Può darsi che già prima che la partita cominci per davvero – in febbraio in Iowa – o comunque entro il primo martedì del novembre 2016, Trump venga venga fatto a pezzi da media (newyorkesi) o magari da qualche collega attorney di Megyn-la-Bionda in servizio pubblico presso distretti o procure di Stato (Cuomo ha guidato quella di New York prima di diventare governatore…). Oppure può accadere che provino a distruggerlo prima i repubblicani stessi, già apertamente minacciati da Trump di una candidatura indipendente che potrebbe favorire Hillary Clinton (ma sarebbe poi davvero così? E poi anche Hillary sembra già stata messa sulla griglia dei suoi stessi colleghi di partito). Di certo contro il macho Trump non sarà sufficiente sventolare una scappatella politicamente scorretta con una segretaria-bimbo: quelle bastavano, nel ventesimo secolo, per far fuori qualche debole e compito candidato democratico.

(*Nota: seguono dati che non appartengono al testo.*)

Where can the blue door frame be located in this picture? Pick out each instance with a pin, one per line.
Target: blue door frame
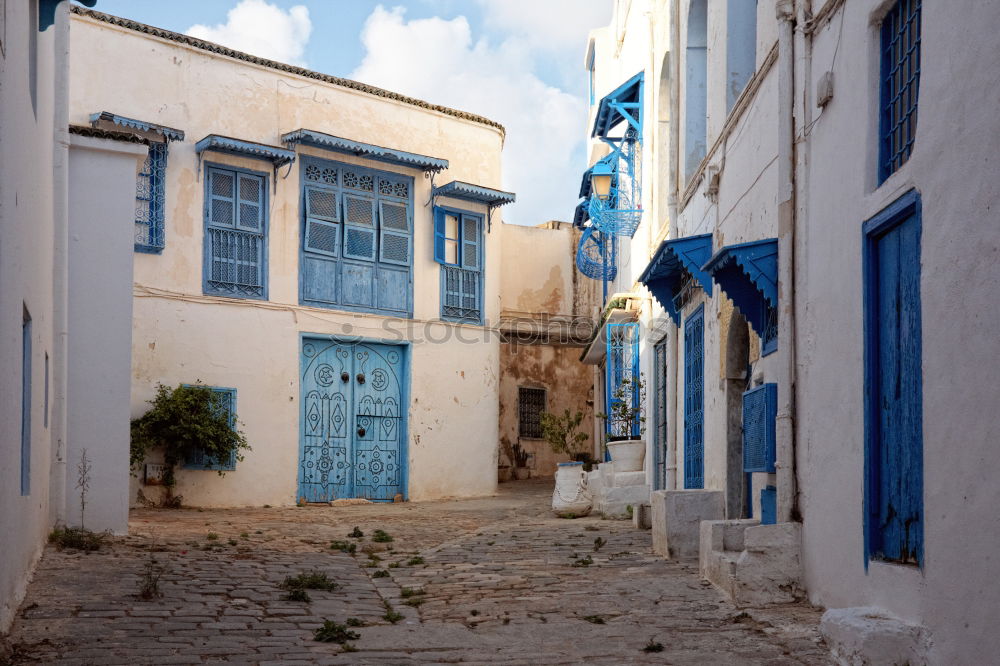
(353, 428)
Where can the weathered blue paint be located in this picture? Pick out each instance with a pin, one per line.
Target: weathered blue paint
(760, 411)
(748, 274)
(694, 399)
(354, 408)
(236, 224)
(199, 460)
(670, 266)
(26, 403)
(900, 85)
(769, 505)
(370, 151)
(357, 238)
(660, 414)
(168, 133)
(894, 514)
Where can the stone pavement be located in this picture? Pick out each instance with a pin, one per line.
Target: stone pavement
(492, 580)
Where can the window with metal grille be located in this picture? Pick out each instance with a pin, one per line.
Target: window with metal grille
(900, 85)
(530, 405)
(198, 460)
(150, 200)
(235, 233)
(458, 248)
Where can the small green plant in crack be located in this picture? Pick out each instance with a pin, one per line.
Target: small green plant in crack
(344, 547)
(309, 580)
(334, 632)
(653, 646)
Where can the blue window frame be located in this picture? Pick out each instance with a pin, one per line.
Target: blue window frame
(26, 403)
(236, 220)
(200, 460)
(357, 238)
(893, 384)
(694, 399)
(150, 200)
(900, 85)
(458, 247)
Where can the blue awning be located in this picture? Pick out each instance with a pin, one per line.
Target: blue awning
(581, 214)
(168, 133)
(748, 274)
(609, 109)
(673, 262)
(346, 146)
(260, 151)
(458, 189)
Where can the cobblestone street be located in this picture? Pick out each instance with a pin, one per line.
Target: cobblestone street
(497, 580)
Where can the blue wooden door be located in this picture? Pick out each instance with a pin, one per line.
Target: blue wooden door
(895, 441)
(694, 399)
(352, 421)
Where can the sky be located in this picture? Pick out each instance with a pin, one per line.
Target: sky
(519, 62)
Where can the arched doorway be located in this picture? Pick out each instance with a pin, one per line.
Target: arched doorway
(737, 381)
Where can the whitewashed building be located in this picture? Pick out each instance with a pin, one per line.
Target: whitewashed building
(325, 253)
(810, 377)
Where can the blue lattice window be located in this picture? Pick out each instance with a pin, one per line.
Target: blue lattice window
(900, 85)
(235, 233)
(760, 411)
(150, 200)
(227, 403)
(458, 247)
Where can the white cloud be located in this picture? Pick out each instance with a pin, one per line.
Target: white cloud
(438, 60)
(263, 29)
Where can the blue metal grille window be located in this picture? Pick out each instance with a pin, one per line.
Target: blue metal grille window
(530, 405)
(199, 460)
(235, 233)
(900, 85)
(150, 199)
(458, 248)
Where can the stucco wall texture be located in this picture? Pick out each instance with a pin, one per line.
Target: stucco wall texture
(181, 336)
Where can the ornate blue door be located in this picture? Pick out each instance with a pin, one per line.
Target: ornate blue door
(352, 421)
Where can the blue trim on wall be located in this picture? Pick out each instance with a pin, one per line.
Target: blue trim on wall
(905, 209)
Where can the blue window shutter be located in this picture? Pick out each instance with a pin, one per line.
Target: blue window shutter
(439, 236)
(394, 233)
(760, 410)
(359, 229)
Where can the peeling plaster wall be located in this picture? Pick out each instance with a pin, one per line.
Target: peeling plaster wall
(179, 335)
(954, 167)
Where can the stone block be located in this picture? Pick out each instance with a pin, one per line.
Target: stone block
(676, 518)
(872, 637)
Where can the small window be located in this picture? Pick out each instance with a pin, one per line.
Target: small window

Per tener buone non le donne adulte, libere elettrici in democrazia, ma le professioniste dell’ormai vecchio femminismo politically correct

Neppure un bel “presunto-scandalo-finanziario” sarebbe un’arma sicura: il Trump inseguito dalle banche assomiglia parecchio a tale Beppe Grillo che è trasmutato in politico vincente nelle piazze piene di obbligazionisti Parmalat, traditi in ultima istanza dalle grande banche di Wall Street. Le stesse che – nel 2008 – hanno deciso con i loro finanziamenti che alla Casa Bianca doveva approdare “il primo presidente afro”. Il massimo del politically correct. Il massimo della protezione contro una ri-regolazione bancaria che imponesse una rieducazione severa ai “lupi di Wall Street”. Ma quelli – per i coniugi democratici Kelly – vanno maltrattati solo in fiction. Nella realtà il nemico mortale resta il “Cavalier” Trump.

In ogni caso non è che l’inizio. E anche la Fox (già vincitrice indiscussa) dirà: restate con noi e gustatevi lo spettacolo. Anche l’America sembra sul punto di voltar pagina. La Guerra Fredda e la Caccia alle Streghe dopo il ’45; Kennedy & Nixon nei sanguinosi anni 60, poi Reagan-Bush Primo, poi Clinton nei favolosi anni 90; poi Bush Secondo, l’11 settembre e il crollo di Wall Street, infine un Obama perennemente “transitorio”, sempre poco leggibile e poco giudicabile: con un’eredità piena di lavori in corso, di problemi irrisolti. E adesso?